Les personnes privées peuvent bénéficier des prestations financières de l'Etat via les CST dans le cadre de leurs activités professionnelles. Il s'agit pour l'Etat soit d'attacher certains avantages à certaines fonctions, soit de promouvoir un secteur économique en particulier. On peut appréhender ces avantages en nous intéressant aux deux types de compte suivant : les prêts et avances accordés aux particuliers (A) et la caisse d'encouragement à la pêche et à ses industries annexes (B).

A - Les prêts et avances accordés aux particuliers

C'est certainement le compte le plus avantageux pour les personnes physiques, qui se révèlent le plus clair du temps être des fonctionnaires. Pour simple rappel, les avances ont lieu à l'occasion des fêtes de Tabaski et s'élèvent à 50.000 F CFA et sont remboursables sur huit mois à raison de 6.250 F CFA par mois. Le montant des prêts au logement est de 5.000.000 F CFA et doit être épongé en sept ans (voir supra).

Avec ces deux types de comptes, le Trésor offre les mêmes prestations que les banques avec un coût moindre puisque le remboursement est affranchi d'intérêt. Cela s'explique par la gratuité du dépôt des fonds au Trésor à la différence d'une banque qui, en sus de la somme initialement déposée par un client, propose un pourcentage de bénéfices, ce qui lui donne en échange le droit d'user de ce montant pour un prêt qui à son tour sera grevé d'intérêt. D'un autre côté, suivant la logique de fonctionnement de principe du CST, c'est comme si le fonctionnaire dispose déjà d'une somme au moins aussi importante que le prêt ou l'avance auprès de l'Etat et le Trésor se contente de le défalquer au fur et à mesure qu'il perçoit89(*). En d'autres termes, c'est son propre argent qu'il emprunte en attendant d'en être réel détenteur ; donc inutile qu'il paie le droit d'usage que représente l'intérêt.
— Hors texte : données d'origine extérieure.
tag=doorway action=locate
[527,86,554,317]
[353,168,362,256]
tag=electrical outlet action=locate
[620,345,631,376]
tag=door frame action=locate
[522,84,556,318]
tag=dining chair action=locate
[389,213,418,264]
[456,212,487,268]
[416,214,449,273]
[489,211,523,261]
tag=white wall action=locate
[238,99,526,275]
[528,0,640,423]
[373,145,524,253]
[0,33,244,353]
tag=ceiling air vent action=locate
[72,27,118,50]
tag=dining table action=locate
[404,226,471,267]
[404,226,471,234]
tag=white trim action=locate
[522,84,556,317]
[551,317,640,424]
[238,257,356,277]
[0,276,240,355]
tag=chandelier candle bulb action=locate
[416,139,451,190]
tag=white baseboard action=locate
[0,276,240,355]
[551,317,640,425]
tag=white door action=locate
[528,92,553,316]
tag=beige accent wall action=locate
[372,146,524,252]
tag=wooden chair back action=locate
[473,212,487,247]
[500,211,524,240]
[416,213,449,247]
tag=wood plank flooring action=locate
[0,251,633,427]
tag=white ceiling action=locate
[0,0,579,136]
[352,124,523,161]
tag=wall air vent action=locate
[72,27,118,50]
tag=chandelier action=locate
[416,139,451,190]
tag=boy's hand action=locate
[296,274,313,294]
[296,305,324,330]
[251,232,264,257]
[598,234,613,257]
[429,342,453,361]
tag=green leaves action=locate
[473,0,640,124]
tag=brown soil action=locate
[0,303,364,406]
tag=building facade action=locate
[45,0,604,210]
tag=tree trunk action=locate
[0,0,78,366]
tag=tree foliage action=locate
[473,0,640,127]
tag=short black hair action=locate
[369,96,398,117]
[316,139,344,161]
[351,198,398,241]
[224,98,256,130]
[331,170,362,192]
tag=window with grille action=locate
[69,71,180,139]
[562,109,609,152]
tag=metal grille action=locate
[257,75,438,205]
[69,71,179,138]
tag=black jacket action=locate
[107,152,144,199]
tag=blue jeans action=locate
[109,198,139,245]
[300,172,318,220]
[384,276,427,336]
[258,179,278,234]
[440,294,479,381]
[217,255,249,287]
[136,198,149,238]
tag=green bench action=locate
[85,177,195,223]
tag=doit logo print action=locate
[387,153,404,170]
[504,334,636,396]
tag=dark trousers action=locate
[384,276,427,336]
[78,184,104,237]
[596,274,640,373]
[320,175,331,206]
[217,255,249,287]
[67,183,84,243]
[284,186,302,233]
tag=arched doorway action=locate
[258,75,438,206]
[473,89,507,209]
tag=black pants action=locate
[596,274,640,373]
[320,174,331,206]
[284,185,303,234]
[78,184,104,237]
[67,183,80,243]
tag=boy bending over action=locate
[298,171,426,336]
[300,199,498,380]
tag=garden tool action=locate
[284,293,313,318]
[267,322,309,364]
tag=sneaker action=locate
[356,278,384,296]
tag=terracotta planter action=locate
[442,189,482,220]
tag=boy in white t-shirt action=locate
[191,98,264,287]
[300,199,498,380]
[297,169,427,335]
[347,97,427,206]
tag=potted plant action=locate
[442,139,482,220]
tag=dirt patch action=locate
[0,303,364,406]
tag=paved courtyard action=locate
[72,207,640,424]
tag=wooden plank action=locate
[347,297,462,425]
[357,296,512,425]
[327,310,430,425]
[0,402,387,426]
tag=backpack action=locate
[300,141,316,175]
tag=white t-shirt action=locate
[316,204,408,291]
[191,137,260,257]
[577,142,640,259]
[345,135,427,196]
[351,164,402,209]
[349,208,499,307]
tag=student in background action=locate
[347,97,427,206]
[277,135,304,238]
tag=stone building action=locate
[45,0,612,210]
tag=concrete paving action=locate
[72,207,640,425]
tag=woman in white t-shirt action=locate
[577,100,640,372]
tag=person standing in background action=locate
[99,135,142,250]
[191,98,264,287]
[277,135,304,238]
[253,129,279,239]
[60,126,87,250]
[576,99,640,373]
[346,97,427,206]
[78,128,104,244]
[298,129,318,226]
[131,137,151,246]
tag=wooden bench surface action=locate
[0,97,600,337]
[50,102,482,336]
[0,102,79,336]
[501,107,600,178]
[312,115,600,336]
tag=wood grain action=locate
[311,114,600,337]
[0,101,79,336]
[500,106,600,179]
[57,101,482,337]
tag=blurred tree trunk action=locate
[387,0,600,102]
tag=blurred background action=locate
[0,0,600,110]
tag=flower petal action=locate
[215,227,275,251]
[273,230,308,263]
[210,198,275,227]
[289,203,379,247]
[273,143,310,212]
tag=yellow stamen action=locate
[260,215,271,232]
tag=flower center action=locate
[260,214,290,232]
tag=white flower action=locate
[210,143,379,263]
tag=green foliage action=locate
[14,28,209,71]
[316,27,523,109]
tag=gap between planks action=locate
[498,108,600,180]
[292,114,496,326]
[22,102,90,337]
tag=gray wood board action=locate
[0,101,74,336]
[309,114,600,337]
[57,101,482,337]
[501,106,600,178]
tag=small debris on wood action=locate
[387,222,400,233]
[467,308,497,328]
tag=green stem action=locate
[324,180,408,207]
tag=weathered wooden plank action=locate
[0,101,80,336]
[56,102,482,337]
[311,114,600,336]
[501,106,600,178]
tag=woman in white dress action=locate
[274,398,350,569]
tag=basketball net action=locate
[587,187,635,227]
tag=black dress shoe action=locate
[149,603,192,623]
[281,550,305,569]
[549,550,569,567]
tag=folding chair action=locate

Le législateur français est allé encore plus loin90(*). En plus des avances aux agents de l'Etat pour l'amélioration de l'habitat, on peut recenser les avances aux fonctionnaires de l'Etat pour l'acquisition de moyens de transport, les avances aux agents de l'Etat à l'étranger pour la prise en location d'un logement.

L'autre avantage qu'il faut mettre à l'actif de ces comptes en dehors de l'accès facile au logement et la prise en charge des frais occasionnés par une fête religieuse, c'est l'interventionnisme social auquel les autorités étatiques se livrent et il faut même entrevoir le développement au bout comme le défend le professeur DEBENE : « Les missions nouvelles du Trésor - fonction de banquier (les missions traditionnelles correspondant à sa fonction de caissier) - sont la conséquence de l'interventionnisme croissant, appelé par les exigences du développement au Sénégal »91(*). En 2009, la loi de finances initiale prévoyait 12.000.000.000 F CFA de prêts rien que pour les particuliers au moment où les autorités locales devaient en percevoir 800.000.000.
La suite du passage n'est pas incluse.